Once again, a healthcare worker’s inability to resist the temptation to snoop in her employer’s medical records has resulted in criminal prosecution. In the latest incident, a Vermont ultrasound technologist improperly accessed the electronic medical records of her husband’s former wife and her children, allegedly over a period of 12 years. The victim, also employed by the same hospital, was frustrated by the hospital administration’s delays in responding to her complaints and notified others including the FBI, her state senator and the American Civil Liberties Union before action was taken.

The Rutland, VT Herald reports that Kathy Tatro of Bennington, VT pleaded guilty to four counts of unauthorized access to computer records in a plea bargain that imposed probation and required her to serve 160 hours of community service, which will include talking to medical employees about the importance of privacy regarding patient records. The Bennington Banner reports that Ms. Tatro was given a 6-12 month suspended sentence, 2 years probation and a $2,000 fine.

This blog has noted other instances of snooping leading to serious consequences, including the case of a UCLA researcher sentenced to prison time for reading records of celebrities and co-workers, a Texas nurse fired for unauthorized access, a California hospital fined after employees accessed Michael Jackson’s records, a New York hospital that suspended employees for accessing George Clooney’s records after a motorcycle accident, and the termination of 16 hospital employees for accessing the records of an injured first-year resident.

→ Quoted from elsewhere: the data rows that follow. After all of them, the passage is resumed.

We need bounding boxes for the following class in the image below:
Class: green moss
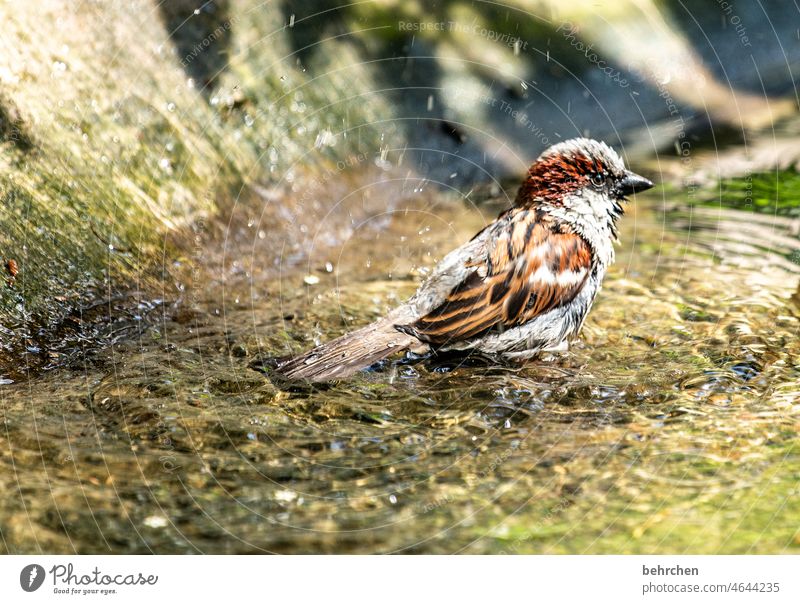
[701,170,800,216]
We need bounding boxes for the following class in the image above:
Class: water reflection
[0,177,800,553]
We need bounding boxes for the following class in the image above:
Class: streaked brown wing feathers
[398,208,591,346]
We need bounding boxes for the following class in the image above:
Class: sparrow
[275,138,653,381]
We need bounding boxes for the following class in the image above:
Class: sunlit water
[0,172,800,553]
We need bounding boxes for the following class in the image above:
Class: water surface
[0,175,800,553]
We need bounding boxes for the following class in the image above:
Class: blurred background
[0,0,800,553]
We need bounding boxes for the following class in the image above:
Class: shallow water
[0,175,800,553]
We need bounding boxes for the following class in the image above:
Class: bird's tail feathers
[276,308,419,382]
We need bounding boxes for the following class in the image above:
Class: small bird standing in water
[277,138,653,381]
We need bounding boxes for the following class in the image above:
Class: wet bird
[276,138,653,381]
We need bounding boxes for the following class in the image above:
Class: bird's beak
[616,170,653,197]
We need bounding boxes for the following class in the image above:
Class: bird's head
[516,138,653,231]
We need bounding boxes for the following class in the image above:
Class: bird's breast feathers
[398,208,593,346]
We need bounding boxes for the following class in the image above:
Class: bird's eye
[592,172,606,188]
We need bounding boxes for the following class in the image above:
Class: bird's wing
[397,209,591,346]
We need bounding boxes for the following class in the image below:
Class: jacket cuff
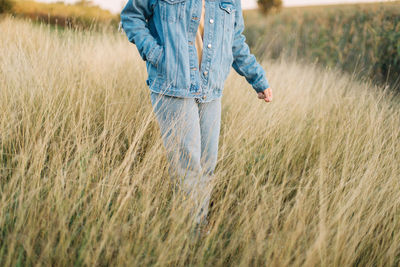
[146,44,163,67]
[253,78,269,93]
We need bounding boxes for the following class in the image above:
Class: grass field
[0,17,400,266]
[244,1,400,92]
[12,0,119,30]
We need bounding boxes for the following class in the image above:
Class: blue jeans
[150,92,221,224]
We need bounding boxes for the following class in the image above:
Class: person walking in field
[121,0,272,232]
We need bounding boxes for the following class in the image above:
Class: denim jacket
[121,0,269,102]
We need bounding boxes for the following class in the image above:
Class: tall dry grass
[0,18,400,266]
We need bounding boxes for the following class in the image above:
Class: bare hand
[258,88,272,102]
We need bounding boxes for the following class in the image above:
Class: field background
[0,1,400,266]
[244,1,400,91]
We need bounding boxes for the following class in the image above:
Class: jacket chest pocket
[159,0,188,22]
[219,0,236,25]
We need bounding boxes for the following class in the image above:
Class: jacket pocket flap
[162,0,187,5]
[219,0,236,14]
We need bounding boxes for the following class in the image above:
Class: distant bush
[0,0,13,14]
[14,1,119,28]
[257,0,282,14]
[245,2,400,89]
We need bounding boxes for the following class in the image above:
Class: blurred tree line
[257,0,282,14]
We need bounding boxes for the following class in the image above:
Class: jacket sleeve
[232,0,269,92]
[121,0,163,66]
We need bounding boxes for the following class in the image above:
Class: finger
[267,88,272,101]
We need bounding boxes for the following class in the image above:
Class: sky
[38,0,394,13]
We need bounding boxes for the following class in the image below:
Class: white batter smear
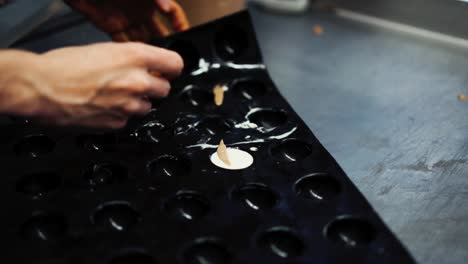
[210,146,253,170]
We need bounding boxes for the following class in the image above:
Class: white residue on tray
[191,58,266,76]
[186,127,297,149]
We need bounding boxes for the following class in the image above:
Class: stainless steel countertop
[12,4,468,264]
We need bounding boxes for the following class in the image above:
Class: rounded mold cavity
[84,163,128,186]
[180,85,214,107]
[148,155,190,180]
[324,216,377,247]
[271,139,313,162]
[109,250,157,264]
[164,191,210,221]
[173,113,202,136]
[92,201,141,232]
[16,172,62,199]
[197,117,232,136]
[20,212,68,241]
[231,183,279,210]
[168,40,201,73]
[14,135,55,158]
[182,238,232,264]
[232,79,268,100]
[76,134,117,152]
[294,173,341,201]
[257,226,305,259]
[247,109,288,130]
[135,121,166,143]
[9,116,30,124]
[214,25,249,61]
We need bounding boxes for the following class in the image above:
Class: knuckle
[126,42,146,62]
[109,119,127,129]
[123,100,140,113]
[170,52,184,73]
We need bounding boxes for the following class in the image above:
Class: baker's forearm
[0,50,40,116]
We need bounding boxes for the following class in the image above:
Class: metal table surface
[14,5,468,264]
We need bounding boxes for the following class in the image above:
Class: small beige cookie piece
[213,84,224,106]
[216,140,231,166]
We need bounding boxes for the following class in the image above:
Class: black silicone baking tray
[0,11,413,264]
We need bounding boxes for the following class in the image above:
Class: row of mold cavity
[179,78,271,107]
[165,25,252,73]
[20,177,377,264]
[16,139,318,198]
[13,109,289,158]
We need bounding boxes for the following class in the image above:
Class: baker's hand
[0,43,183,128]
[65,0,189,42]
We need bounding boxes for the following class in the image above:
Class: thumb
[155,0,171,12]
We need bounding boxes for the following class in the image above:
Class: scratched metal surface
[14,6,468,264]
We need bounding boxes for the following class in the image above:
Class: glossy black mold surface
[0,12,413,264]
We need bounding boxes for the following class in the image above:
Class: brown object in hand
[213,84,224,106]
[312,25,323,36]
[65,0,190,42]
[216,140,231,166]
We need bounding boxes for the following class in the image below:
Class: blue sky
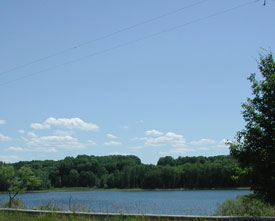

The Vermont ACLU claims that this incident is “believed to be the most extensive breach of personal electronic medical records ever reported in Vermont.” The ACLU noted that the victim had explained in court how the system let her down.

“No investigation was begun nor any remedial action taken until she spoke up, complained, and dogged doctors, hospital administrators and trustees, state officials, federal officials, police officers, and the state’s attorney to do something. The privacy protections in place don’t work on their own; you have to fight to protect your rights.”

Based on reports, it appears this case was brought solely under state privacy laws, not HIPAA. It is not clear whether the Vermont Attorney General was involved, even though it seems that the victim alerted a variety of authorities.  

This case is yet another cautionary tale that should be considered by anyone in a position to access health records without a legitimate purpose, as well as by hospitals and other covered entities who should reevaluate the safeguards they have in place to track and prevent or at least discourage unauthorized access.